In line with the Union Budget 2021-22 announcement of the PLI outlay, the government of India approved the scheme for the automobile industry. Ashish Bhatia visited the fine print to gauge the industry sentiment.
In the Union Budget 2021-2022, under the Production Linked Incentive (PLI) scheme, Rs.1.97 Lakh crore was allocated for creating “global manufacturing champions” across 13 sectors including industries and services. Back then, the PLI scheme was expected to help the Indian auto industry to improve production efficiency and become self-reliant or ‘AtmaNirbhar’. The allocation of Rs.57,042 crore by the Union Cabinet with the Department of Heavy Industries as the implementing ministry was looked at as a step in the right direction. One that would help the industry generate employment and boost economic growth. It will aid in the transformation of the automotive manufacturing base, as per Chandrajit Banerjee, Director General at CII. “This will add to the country’s cost-competitive value chain, de-risk the supply chains and go a long way in developing the country as a world-class self-reliant, globally competitive, and future-ready automotive manufacturing base,” he opined.
The recognition of the manufacturing sector as an integral part of the global supply chain was well received as a boost to the industry. On one hand, it was looked at as a development with the potential of encouraging global manufacturing firms while on the other hand, the scheme was expected to provide incentives for local manufacturing firms to expand. On the whole, the government set out to attract investment in the areas of core competency and cutting-edge technology, ensure efficiencies, create economies of scale, enhance exports and make India an integral part of the global supply chain. Averred Vipin Sondhi, Chief Executive Officer and Managing Director, Ashok Leyland and Vice President, SIAM, said, PLI has the potential to substantially increase volumes and will provide a huge opportunity for exports to grow. This scheme is being announced at an opportune time for India as the auto industry realigns its supply chain globally.
THE FINE PRINT
The Rs.57,042 crore outlay of the PLI Scheme for the auto and auto components industry is exclusive of the outlay of Rs.18,100 crore for the Advanced Chemistry Cell (ACC) Battery. It is also exclusive of the Rs.5000 crore outlay for electronics and technology products. Additionally, the PLI Scheme for White Goods (air conditioners and LED lights) to be implemented over FY 2021-22 to FY 2028-29 has an outlay of Rs.6238 crore. The recent announcement confirmed a budgetary outlay of Rs.26,058 crore for the automobile industry together with the drone industry. Aimed at incentivising high-value Advanced Automotive Technology (AAT) vehicles and products, the scheme is expected to herald a new age in higher technology, more efficient and green automotive manufacturing. Girish Wagh, Executive Director, Tata Motors stated, “It reiterates India’s holistic commitment to a sustainable future and accelerates the country’s progress towards green mobility.
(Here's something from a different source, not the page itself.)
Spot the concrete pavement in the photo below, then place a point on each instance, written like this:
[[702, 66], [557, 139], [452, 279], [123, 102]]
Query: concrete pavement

Several meaningful incentives have been offered across the entire value chain engaged in manufacturing of battery powered electric vehicles and hydrogen fuel cell, as well as their supporting infrastructure and exports.”
On the closely linked supplier ecosystem, Wagh added, “Encouraging production of auto components using advanced technologies will boost localisation, domestic manufacturing and also attract foreign investments. This will help component manufacturers strive for scale, which will require setting up of new facilities and create more jobs. With auto being a strategically important sector of the economy, the benefits accrued overall will result in a multiplier effect.” With the announcement of PLI schemes for 13 sectors, a minimum additional production in India is expected to be around Rs.37.5 lakh crore over five years. It is expected to generate a minimum expected additional employment of one crore over the same period. The PLI outlay for the auto sector will look to overcome the cost disabilities to the industry for the manufacture of AAT products in India. It is expected to draw in fresh investments for an indigenous global supply chain of AAT products.
For the automobile and auto components industry, this could translate to a fresh investment of over Rs.42,500 crore, with an incremental production of over Rs.2.3 lakh crore. It holds an employment generation potential of over 7.5 lakh jobs. On the whole, it is expected to increase India’s share in the global automotive trade. Notably, the scheme applies to existing automotive companies as well as new investors yet to join the automobile or auto component manufacturing business. As ‘sales value linked’ scheme, the Champion OEM Incentive Scheme is known to be applicable on Battery Electric Vehicles (BEVs) and Hydrogen Fuel Cell Vehicles (HFCV) of the overall pie. Vikram Kirloskar mentioned, “The scheme is quite distinct when compared to other sectoral schemes and it addresses existing competitive gaps and aims to foster rapid tectonic technological shifts to leverage opportunities arising from the realignment of global.”
The Component Champion Incentive scheme as a ‘sales value linked’ scheme is known to be applicable on AAT components of vehicles, Completely Knocked Down (CKD)/ Semi Knocked Down (SKD) kits, vehicle aggregates of commercial vehicles and tractors etc. Explained Sunjay Kapur, Chairman at Sona Comstar and President at ACMA, “Thrust on incentivising new-age technologies will facilitate the creation of a state-of-the-art automotive value chain in the country and give a much-needed impetus to the manufacturing of cutting edge automotive products in India.” Harsha Kadam, Managing Director and CEO, Schaeffler India Ltd., drew attention to the accelerated transition to a sustainable and more environment friendly mobility as a result. “The Government of India has taken a holistic approach to promote the development of advanced mobility technologies locally and future-proof India’s capabilities and self-sufficiency.” “With a special focus on the localisation of advanced technologies in auto components, India is poised to be an energetic player in the global ecosystem of sustainable mobility. The PLI scheme will enable a smooth, yet accelerated transition to sustainable and environmentally friendly mobility solutions, bringing overall progress to business and society,” he said.
With the automotive industry looking to actively open up non-automotive revenue streams, as a means of expansion, the PLI Scheme for the Drones and Drone components industry is aimed at addressing such strategic, tactical and operational uses. The PLI for the Drones and Drone components industry spans three years and is expected to draw in investments worth Rs.5,000 crore, increase in eligible sales of Rs.1500 crore and create additional employment of about 10,000 jobs. Tanuj Mittal, Director Sales, Customer Process Experience – India at Dassault Systèmes, opined, “This will encourage our outlook towards exports from year on year, especially on the auto components manufacturing side of the business where we expect it to boost production.”